This looks like a really phenomenal writeup, with worked examples. The underlying math and algorithm stuff here is applicable to other attacks; it looks like this is worth a close read.
Can you say whether libgcrypt did something especially stupid? [1]
I understand that most people just take the ref10 code from supercop, but if I were to try to implement ed25519 from the paper (https://ed25519.cr.yp.to/papers.html), what is the chance I would do something like what libgcrypt did, or equally bad?
Basically, is ed25519 secure because everyone uses a known secure implementation or because it is engineered to be genuinely hard to implement incorrectly from the paper? (I know it's both, but is it mostly one or the other?)
1 - They special cased the point at infinity and this short-circuit allowed to count leading zeros.
If my two cents count, I would say that if you were to implement EdDSA from the paper, you would have a good chance of creating a secure implementation w.r.t. to this kind of leakage.
However, if you were starting with some Short-Weierstrass EC code in your library, then you might be inclined to skip all the scalar multiplication specific stuff in the Ed25519 paper, just take some (incomplete) Edwards formulas, take some general scalar multiplication algo (or even reuse the one you have for Short-Weierstrass, like libgcrypt) and end up with a vulnerable EdDSA (if your ECDSA was).
The short-circuiting in the addition formulas is necessary if incomplete formulas are used. Either that is done, or the scalar multiplication algorithm has to explicitly find out the bit-length and start so that the point at infinity is not input into them ever.
In https://minerva.crocs.fi.muni.cz/#details-reasons and in your comment you're describing two bad ways to do scalarmult, but you do not show side-by-side the correct way (e.g. what ref10 does). Can you describe it in a sentence or two?

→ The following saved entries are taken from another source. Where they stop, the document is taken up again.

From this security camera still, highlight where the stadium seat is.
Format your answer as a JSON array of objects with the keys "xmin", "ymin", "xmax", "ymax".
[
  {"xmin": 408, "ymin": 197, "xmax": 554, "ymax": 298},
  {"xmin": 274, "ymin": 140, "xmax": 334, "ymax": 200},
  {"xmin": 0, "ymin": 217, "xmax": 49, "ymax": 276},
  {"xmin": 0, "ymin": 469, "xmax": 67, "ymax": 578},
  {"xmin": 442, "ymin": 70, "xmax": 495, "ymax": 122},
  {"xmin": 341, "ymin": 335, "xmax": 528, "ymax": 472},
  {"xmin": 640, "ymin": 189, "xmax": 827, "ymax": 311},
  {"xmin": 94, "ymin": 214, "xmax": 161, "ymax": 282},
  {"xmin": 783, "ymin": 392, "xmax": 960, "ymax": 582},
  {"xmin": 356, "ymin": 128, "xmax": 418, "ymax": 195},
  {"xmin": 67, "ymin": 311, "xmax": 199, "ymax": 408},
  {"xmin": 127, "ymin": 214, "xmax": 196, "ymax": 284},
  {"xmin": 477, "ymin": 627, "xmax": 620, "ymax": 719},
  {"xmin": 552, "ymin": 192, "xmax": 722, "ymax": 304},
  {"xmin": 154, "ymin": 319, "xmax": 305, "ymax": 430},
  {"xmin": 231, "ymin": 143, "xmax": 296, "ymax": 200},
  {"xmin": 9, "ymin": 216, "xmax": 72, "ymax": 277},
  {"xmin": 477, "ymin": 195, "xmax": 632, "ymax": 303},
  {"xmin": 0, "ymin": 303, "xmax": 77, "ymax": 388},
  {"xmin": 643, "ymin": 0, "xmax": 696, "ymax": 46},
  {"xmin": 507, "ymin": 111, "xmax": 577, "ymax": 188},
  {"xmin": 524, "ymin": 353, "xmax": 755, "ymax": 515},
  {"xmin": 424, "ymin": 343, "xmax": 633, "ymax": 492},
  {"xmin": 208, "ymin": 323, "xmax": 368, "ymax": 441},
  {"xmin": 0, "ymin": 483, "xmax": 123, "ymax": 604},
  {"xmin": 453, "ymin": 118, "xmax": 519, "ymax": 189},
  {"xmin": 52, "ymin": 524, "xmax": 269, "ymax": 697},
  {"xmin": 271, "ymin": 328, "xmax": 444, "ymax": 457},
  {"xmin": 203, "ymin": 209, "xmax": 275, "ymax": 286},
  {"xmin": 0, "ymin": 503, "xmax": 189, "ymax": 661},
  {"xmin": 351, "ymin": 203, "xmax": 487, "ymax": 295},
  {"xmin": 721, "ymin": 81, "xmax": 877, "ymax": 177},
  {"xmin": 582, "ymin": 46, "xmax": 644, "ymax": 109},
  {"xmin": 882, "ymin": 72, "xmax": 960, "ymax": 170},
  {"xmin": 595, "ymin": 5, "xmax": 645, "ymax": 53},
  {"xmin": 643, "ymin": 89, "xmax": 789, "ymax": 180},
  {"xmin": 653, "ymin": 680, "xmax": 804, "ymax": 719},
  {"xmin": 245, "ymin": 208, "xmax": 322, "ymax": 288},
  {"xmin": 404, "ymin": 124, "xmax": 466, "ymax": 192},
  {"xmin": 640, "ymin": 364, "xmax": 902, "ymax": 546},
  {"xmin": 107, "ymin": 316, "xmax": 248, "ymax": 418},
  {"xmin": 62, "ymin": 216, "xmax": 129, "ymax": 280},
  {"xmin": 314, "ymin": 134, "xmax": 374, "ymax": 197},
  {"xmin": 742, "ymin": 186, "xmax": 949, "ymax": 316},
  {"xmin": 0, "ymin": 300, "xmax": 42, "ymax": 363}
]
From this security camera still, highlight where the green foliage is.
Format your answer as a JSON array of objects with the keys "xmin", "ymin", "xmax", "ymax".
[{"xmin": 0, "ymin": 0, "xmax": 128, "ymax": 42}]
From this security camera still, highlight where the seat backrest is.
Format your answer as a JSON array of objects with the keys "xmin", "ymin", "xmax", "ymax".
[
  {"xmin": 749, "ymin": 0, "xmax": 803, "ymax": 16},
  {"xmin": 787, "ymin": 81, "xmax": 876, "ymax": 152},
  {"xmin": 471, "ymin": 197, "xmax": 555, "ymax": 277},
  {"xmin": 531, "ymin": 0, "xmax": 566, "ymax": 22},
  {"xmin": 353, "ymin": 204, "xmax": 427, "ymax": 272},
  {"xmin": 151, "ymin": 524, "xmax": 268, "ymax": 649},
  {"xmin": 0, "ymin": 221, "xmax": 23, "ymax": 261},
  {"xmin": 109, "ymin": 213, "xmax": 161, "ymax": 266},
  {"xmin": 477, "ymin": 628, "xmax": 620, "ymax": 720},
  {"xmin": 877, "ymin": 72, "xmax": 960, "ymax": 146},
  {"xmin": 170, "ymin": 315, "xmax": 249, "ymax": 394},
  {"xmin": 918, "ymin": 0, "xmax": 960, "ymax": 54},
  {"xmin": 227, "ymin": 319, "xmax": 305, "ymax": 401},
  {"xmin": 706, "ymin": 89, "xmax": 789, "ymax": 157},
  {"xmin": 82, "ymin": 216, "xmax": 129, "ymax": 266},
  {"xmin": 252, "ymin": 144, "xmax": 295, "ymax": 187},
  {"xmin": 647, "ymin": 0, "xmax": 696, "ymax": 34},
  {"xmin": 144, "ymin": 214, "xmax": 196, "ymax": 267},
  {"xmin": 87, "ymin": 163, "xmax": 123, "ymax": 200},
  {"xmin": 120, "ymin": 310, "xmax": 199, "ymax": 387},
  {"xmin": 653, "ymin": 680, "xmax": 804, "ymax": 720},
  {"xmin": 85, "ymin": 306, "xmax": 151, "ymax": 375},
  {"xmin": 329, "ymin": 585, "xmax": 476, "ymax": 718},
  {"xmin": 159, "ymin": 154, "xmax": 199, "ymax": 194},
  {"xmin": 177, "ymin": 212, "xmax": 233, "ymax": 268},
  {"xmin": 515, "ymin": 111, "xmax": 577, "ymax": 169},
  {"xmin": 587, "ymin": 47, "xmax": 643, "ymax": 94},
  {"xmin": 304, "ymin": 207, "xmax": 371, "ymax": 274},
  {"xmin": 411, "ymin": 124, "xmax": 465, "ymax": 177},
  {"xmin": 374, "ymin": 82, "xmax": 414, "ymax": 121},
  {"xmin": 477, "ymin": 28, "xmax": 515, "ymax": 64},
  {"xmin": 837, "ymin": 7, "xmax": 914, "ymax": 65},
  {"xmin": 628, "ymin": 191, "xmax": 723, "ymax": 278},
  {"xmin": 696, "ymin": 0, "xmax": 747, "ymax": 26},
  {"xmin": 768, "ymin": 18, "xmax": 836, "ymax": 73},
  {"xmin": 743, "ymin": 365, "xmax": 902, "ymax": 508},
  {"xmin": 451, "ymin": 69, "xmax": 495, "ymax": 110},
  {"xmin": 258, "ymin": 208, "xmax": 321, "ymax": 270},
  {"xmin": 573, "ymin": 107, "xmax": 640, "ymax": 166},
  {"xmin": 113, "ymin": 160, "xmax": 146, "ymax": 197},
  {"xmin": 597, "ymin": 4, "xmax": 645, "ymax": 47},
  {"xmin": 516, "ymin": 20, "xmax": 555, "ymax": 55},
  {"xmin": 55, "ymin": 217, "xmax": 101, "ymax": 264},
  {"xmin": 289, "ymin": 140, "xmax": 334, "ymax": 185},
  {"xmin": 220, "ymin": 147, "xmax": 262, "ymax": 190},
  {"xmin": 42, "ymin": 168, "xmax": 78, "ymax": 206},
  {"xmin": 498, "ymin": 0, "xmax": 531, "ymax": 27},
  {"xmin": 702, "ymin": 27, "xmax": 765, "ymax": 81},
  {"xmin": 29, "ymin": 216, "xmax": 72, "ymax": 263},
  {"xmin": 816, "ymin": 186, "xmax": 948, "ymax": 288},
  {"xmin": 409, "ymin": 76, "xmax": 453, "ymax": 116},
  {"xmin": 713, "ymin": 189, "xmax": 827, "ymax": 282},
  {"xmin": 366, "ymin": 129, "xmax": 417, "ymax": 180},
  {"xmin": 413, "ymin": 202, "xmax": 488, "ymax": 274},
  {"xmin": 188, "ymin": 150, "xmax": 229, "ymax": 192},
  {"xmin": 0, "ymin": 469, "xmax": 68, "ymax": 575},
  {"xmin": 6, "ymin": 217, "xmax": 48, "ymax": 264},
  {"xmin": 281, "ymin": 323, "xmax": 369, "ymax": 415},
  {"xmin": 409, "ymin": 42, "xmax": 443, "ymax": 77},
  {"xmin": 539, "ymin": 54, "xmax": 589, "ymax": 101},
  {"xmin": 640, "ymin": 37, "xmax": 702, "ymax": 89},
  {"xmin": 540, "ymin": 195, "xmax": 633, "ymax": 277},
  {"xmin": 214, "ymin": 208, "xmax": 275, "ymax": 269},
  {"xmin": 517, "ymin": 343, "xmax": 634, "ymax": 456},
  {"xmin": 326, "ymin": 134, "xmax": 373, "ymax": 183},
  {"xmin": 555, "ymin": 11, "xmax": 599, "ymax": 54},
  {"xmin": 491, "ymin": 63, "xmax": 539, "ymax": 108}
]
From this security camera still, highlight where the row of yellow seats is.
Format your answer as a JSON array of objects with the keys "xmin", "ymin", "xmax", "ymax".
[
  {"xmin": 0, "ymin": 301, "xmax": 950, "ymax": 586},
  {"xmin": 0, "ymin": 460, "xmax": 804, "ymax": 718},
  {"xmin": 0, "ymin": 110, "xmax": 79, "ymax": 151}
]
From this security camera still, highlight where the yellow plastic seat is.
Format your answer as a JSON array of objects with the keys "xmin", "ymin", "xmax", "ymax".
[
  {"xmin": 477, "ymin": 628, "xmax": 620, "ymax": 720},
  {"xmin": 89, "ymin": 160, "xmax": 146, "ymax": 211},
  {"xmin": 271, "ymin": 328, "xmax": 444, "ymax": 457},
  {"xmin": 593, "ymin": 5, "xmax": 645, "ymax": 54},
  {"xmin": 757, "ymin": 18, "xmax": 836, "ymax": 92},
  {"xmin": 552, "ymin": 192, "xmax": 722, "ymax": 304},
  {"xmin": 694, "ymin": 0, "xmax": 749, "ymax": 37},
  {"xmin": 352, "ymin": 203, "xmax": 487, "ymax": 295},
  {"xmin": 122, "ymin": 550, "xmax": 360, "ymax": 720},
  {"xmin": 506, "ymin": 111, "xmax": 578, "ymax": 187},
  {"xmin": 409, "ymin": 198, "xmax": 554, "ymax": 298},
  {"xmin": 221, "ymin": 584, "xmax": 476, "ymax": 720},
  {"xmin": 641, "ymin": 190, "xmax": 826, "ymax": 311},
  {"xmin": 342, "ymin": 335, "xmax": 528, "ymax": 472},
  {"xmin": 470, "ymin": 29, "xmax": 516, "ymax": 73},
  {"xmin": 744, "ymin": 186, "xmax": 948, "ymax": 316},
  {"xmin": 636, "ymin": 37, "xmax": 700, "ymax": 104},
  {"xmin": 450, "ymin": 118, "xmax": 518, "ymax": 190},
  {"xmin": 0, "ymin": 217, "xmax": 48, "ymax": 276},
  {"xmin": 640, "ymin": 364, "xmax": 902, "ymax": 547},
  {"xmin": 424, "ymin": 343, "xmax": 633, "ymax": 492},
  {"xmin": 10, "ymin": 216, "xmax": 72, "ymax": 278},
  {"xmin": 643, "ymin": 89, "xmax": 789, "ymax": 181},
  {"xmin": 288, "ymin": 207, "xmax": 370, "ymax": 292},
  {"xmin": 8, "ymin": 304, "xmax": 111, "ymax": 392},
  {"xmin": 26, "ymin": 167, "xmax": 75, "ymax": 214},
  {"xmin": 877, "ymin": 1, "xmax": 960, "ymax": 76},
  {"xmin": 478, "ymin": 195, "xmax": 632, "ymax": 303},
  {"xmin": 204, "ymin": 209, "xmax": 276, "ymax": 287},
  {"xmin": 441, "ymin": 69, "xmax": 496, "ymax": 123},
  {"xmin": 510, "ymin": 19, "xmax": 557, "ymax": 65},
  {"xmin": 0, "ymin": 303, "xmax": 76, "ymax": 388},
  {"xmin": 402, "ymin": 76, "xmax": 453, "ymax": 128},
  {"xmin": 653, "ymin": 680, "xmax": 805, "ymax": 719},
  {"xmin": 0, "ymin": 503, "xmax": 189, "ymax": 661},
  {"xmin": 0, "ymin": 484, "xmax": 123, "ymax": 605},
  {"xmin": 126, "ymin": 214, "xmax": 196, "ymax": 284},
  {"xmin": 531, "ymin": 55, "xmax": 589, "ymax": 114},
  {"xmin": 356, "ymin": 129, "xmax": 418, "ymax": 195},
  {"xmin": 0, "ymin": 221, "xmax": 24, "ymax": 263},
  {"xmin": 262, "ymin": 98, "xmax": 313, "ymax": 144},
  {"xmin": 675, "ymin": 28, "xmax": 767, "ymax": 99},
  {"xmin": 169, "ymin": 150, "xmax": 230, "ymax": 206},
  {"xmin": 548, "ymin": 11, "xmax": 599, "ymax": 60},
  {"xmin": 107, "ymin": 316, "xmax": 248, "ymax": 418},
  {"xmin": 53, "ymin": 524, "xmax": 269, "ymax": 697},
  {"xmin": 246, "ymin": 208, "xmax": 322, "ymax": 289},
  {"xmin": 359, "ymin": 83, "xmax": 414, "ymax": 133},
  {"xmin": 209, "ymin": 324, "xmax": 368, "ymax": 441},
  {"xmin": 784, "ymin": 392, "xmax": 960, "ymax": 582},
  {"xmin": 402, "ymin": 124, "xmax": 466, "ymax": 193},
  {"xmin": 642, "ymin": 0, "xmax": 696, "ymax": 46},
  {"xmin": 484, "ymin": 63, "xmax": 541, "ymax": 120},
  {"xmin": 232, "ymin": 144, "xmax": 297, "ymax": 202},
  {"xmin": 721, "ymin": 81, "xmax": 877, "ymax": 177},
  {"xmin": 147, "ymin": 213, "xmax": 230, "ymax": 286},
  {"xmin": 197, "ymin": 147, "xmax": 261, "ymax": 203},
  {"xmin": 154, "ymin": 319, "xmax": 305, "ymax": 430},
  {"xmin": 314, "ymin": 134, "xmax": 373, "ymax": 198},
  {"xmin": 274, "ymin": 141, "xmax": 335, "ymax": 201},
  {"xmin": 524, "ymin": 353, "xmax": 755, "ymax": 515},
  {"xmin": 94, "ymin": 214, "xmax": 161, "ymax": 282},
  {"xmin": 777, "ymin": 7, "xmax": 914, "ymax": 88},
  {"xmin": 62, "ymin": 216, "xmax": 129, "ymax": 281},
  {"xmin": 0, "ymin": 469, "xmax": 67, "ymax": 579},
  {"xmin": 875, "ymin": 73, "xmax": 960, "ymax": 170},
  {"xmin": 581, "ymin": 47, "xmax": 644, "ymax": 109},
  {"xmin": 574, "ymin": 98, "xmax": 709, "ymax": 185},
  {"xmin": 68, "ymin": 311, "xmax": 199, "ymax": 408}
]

Right, there are many ways to do it correctly. In general, you need complete addition formulas (those that can take the point at infinity and produce a correct result in a side-channel indistinguishable way), if you have those, almost any scalar multiplication algo can be made constant time with regards to the scalar bit-length (you would just start at some fixed point past the end of the scalar in case of a left-to-right algo, with the point at infinity intialized).
One of the main points in the root causes discussion is that without complete formulas you are almost always going to leak the bit-length, so the only way to not be vulnerable in that case is to fix the bit-length to a constant value. This cannot be done naively by simply setting the high bit, because this would introduce bias in the nonces which would be exploitable even without measuring the duration, a much worse attack! However it can be done via the method suggested by Brumley & Tuveri in https://eprint.iacr.org/2011/232 where you add a multiple of the curve order to the scalar to fix its bit-length. This means the distribution of the nonce modulo the order remains the same (uniform, no bias) yet the bit-length used in scalarmult as a loop bound is constant.
Thanks, a paper is being prepared with the full details and an improved method. The sensitivity of the method to noise (one bad inequality in the lattice can make it not find the key) is really worth looking at, as that would improve the number of signatures necessary for the attack severely.
I understand that most people just take the ref10 code from supercop, but if I were to try to implement ed25519 from the paper (https://ed25519.cr.yp.to/papers.html), what is the chance I would do something like what libgcrypt did, or equally bad?
Basically, is ed25519 secure because everyone uses a known secure implementation or because it is engineered to be genuinely hard to implement incorrectly from the paper? (I know it's both, but is it mostly one or the other?)
1 - They special cased the point at infinity and this short-circuit allowed to count leading zeros.